По виду она мне годилась не в матери – в дочки, Это была сложная арифметика, которой лучше не забивать мозги, а смотреть на вещи, как они есть. Сегодня должно было произойти ужасное, но естественное событие. C моим появлением, в семье, стало твориться необъяснимое. Все спуталось, и у мамы развилась дикая болезнь: «Злокачественное времятечение». Это звучало, как «внутреннее кровотечение», а понимать его надо было, как «обратный отсчет времени». Хотя, честно говоря, ни я и никто из близких в этом ничего не смыслили. Врачи сказали, «время пришло» и я, как самый близкий человек, провожал ее в этот город,. Мне даже предоставили отпуск по заверенной врачами справке: «Ваша мама – при смерти».

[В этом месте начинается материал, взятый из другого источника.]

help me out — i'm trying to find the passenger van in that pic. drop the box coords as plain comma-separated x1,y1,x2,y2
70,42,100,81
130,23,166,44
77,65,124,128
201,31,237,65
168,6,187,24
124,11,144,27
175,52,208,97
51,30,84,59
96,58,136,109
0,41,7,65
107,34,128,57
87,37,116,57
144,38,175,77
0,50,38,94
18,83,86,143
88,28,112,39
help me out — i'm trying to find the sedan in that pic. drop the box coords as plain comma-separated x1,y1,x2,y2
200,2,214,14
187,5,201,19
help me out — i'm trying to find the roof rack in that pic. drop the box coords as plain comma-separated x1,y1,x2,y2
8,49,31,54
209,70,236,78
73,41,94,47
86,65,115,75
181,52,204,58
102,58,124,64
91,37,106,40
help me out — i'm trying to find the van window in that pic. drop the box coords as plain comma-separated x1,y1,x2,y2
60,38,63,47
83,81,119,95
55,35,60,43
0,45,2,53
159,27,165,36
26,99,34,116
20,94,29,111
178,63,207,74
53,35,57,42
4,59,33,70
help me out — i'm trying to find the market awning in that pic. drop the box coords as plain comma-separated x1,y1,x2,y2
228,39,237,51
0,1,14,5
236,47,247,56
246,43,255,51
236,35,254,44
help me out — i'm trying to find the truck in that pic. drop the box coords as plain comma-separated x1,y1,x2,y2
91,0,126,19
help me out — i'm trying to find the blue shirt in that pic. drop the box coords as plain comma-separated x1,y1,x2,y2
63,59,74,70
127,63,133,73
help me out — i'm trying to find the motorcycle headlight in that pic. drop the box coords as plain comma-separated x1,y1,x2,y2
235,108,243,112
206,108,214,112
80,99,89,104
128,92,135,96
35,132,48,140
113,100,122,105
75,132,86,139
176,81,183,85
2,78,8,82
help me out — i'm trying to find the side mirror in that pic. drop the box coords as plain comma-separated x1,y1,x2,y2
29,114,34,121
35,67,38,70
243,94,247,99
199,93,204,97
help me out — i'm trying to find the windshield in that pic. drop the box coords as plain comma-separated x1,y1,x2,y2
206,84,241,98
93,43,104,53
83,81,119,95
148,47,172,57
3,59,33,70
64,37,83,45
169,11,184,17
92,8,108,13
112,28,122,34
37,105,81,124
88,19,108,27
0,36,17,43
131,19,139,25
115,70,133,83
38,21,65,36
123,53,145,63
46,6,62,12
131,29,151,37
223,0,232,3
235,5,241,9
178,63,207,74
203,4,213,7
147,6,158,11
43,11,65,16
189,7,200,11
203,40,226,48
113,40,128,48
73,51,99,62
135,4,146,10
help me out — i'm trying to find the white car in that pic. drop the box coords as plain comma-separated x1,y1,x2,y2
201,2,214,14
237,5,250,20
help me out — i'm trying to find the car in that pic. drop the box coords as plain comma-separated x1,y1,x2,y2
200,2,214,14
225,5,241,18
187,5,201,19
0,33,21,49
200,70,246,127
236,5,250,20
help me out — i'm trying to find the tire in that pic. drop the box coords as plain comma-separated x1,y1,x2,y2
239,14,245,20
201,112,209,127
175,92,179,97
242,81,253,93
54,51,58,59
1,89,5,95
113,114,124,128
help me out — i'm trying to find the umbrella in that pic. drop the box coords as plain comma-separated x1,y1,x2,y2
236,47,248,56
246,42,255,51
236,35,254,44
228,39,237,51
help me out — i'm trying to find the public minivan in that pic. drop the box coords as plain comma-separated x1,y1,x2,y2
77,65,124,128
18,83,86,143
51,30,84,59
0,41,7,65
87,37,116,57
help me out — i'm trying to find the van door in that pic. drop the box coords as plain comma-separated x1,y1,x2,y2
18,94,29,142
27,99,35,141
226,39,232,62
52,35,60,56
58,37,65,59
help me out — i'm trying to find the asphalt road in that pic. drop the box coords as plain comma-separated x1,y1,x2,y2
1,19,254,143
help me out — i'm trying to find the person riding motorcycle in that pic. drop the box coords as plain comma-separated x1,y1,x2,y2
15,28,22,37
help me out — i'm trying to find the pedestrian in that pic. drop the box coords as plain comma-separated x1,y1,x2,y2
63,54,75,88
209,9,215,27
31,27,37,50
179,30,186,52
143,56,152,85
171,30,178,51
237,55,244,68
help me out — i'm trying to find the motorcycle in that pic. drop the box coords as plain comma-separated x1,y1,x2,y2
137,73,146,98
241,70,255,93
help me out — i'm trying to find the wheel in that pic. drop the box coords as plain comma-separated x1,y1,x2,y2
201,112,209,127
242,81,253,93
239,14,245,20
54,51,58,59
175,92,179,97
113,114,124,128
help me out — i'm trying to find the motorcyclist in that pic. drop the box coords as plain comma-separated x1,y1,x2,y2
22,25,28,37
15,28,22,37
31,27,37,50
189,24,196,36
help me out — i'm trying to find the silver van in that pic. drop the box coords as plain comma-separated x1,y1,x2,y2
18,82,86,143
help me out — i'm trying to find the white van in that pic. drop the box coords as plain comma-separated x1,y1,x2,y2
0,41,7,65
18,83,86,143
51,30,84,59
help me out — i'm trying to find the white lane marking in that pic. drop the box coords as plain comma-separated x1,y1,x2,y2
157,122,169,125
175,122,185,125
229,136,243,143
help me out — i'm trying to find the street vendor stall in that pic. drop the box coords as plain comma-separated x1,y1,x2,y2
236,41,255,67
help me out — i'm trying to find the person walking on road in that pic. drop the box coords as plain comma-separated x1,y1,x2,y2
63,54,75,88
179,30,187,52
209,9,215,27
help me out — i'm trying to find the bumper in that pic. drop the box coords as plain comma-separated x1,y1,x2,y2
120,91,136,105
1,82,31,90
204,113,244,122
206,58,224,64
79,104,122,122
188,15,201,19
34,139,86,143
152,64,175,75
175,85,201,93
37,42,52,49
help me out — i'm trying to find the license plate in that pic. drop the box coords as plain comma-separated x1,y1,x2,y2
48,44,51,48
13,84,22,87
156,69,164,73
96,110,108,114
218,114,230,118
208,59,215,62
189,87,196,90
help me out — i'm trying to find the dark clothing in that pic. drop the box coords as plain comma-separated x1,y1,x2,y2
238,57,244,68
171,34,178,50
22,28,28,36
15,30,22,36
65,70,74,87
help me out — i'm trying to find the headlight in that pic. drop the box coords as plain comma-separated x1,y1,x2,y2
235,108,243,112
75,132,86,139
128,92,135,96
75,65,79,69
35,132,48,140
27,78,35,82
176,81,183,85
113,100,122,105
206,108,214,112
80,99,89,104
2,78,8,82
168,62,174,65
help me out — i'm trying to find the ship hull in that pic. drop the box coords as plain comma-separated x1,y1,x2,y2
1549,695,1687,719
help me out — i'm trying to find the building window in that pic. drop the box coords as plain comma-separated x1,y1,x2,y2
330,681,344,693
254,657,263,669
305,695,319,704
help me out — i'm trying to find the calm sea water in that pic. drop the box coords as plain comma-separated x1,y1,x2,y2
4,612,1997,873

Город был небольшой. Мама знала его еще в давнюю пору, когда здесь не было ни трамваев, ни крематория, которыми Аксай (так назывался город) теперь очень гордился. Особых заслуг его в этом не было: просто на окраине выстроили локомотивный завод, и он, поставлял тепловозы и электровозы для железных дорог, а также – трамваи для больших городов. Аксай добился права, в качестве исключения, иметь у себя рельсовый транспорт. Следующим, сравнительно доступным, шагом к цивилизации явился небольшой крематорий, реализованный одновременно и, как теперь говорят, в одном пакете с трамвайной линией. Первым маминым знакомством с этим зеленым почти заштатным городом состоялось еще во время гражданской войны. Города и станицы переходили из рук в руки и беженцы метались по югу России. Пытаясь уйти от фронта, мамина семья оказалась тут случайно, найдя пристанище у дальних родственников. Приходили то белые, то красные. Сначала стреляли и, размахивая шашками, носились по улицам, затем тянулись пахнущие потом колонны – пешие, конные на скрипучих повозках. Потом наступало время тревожного ожидания. Население, за редким исключением, старалось не показываться на улицах. А затем опять начиналась стрельба: победители шли по дворам, как бы выискивая сокрытых врагов, откручивая головы курам, стреляя кабанчиков, уводили рогатую живность. И были охотники особого сорта – охочие до молодух. Последние, визжа, «прыскали» во все стороны, подобно испуганным курам. Мама рассказывала, как, однажды, скрываясь от казаков, они с двумя соседскими девками нашли место, где даже если найдут, не полезут. Казаки их нашли, обнажили «хозяйства» и, стараясь попасть в «амбразуру», с гоготом поливали чем было сверху . Но не тронули: кому же охота нырять в выгребную яму.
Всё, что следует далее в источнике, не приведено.